Looks like provided value (‘centos7’) for $clienthost in /var/spool/pbs/mom_priv/config is not a valid hostname.
pbs_mom is getting error on gethostbyname(3)
Starting Nmap 6.40 ( http://nmap.org ) at 2020-05-17 05:36 CEST
Nmap scan report for localhost (127.0.0.1)
Host is up (0.00026s latency).
Other addresses for localhost (not scanned): 127.0.0.1
Not shown: 990 closed ports
PORT STATE SERVICE
22/tcp open ssh
25/tcp open smtp
80/tcp open http
111/tcp open rpcbind
631/tcp open ipp
3306/tcp open mysql
5432/tcp open postgresql
15002/tcp open unknown
15003/tcp open unknown
15004/tcp open unknown
Device type: general purpose
Running: Linux 3.X
OS CPE: cpe:/o:linux:linux_kernel:3
OS details: Linux 3.7 - 3.9
Network Distance: 0 hops
It seems that the canonicalized hostname keeps changing.

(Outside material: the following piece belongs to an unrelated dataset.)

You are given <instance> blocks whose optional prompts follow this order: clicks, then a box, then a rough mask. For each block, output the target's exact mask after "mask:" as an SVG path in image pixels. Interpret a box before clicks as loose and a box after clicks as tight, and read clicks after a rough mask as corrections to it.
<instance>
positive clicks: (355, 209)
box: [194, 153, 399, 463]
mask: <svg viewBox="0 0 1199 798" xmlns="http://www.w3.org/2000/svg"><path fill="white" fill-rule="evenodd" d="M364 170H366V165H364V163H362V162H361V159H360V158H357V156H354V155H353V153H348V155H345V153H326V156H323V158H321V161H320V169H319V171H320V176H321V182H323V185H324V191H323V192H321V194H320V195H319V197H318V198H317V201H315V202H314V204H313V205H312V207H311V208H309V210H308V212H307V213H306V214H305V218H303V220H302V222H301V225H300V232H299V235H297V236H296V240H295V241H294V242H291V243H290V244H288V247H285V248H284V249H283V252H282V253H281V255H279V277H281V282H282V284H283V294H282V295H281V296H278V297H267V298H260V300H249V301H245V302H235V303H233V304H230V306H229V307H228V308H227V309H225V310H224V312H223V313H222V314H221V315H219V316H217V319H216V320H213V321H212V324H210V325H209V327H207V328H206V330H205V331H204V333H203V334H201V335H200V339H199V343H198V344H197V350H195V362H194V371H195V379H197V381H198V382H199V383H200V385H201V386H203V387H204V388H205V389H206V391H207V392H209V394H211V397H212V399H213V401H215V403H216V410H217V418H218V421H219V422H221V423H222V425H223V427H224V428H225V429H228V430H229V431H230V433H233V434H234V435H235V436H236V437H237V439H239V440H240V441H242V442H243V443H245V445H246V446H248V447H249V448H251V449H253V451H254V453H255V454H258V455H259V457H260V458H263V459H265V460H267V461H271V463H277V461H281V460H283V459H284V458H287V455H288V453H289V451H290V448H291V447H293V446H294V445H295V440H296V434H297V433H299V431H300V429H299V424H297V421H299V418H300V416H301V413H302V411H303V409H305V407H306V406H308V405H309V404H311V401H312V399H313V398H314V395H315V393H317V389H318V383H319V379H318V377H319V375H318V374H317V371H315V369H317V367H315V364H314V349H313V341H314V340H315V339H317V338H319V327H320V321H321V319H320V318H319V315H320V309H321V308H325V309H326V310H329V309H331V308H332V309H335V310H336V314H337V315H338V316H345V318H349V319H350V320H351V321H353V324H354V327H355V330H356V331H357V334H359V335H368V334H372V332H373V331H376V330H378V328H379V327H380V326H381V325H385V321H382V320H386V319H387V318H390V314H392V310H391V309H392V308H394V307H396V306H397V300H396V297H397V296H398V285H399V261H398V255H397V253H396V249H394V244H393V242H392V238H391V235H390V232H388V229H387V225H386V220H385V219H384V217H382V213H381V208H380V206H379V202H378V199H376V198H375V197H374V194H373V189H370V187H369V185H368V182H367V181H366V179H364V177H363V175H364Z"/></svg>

The server sets the administrators to root on the canonical name of the hostname when you set things up. Since you now get “unauthorized request”, the qmgr commands no longer seem to come from the address that name is bound to – possibly because that name is no longer resolvable because you changed things (is the host supposed to be “centos7” or “centos7-1”? Decide once and for all…)
Ditto for your node:
centos7
Mom = centos7.home
You created the node by passing the name “centos”. BTW: this name MUST match the output of “hostname” or your hooks won’t work well. It resolved it to an IP address, and reached a MoM. MoM sent back a message, and the IP address it gave resolved to centos7.home, but this name currently does not map to an IP address. I bet that now centos7-1.home exists but not centos7.home.
In other words: stick to one canonical name for each IP address and don’t change it. Make sure that /etc/nsswitch.conf has “files” first for the hosts map, and then control your IP/name translations from there (the canonicalized hostname is always the first entry). Make sure names that you use only appear on one line (do not be tempted to add e.g. “centos7” to two different lines, because that will confuse a lot of software since your canonicalisation is then ambiguous).
How you get out of this conundrum indeed depends on what you see in the logs and what the output of qmgr -c “print server” is.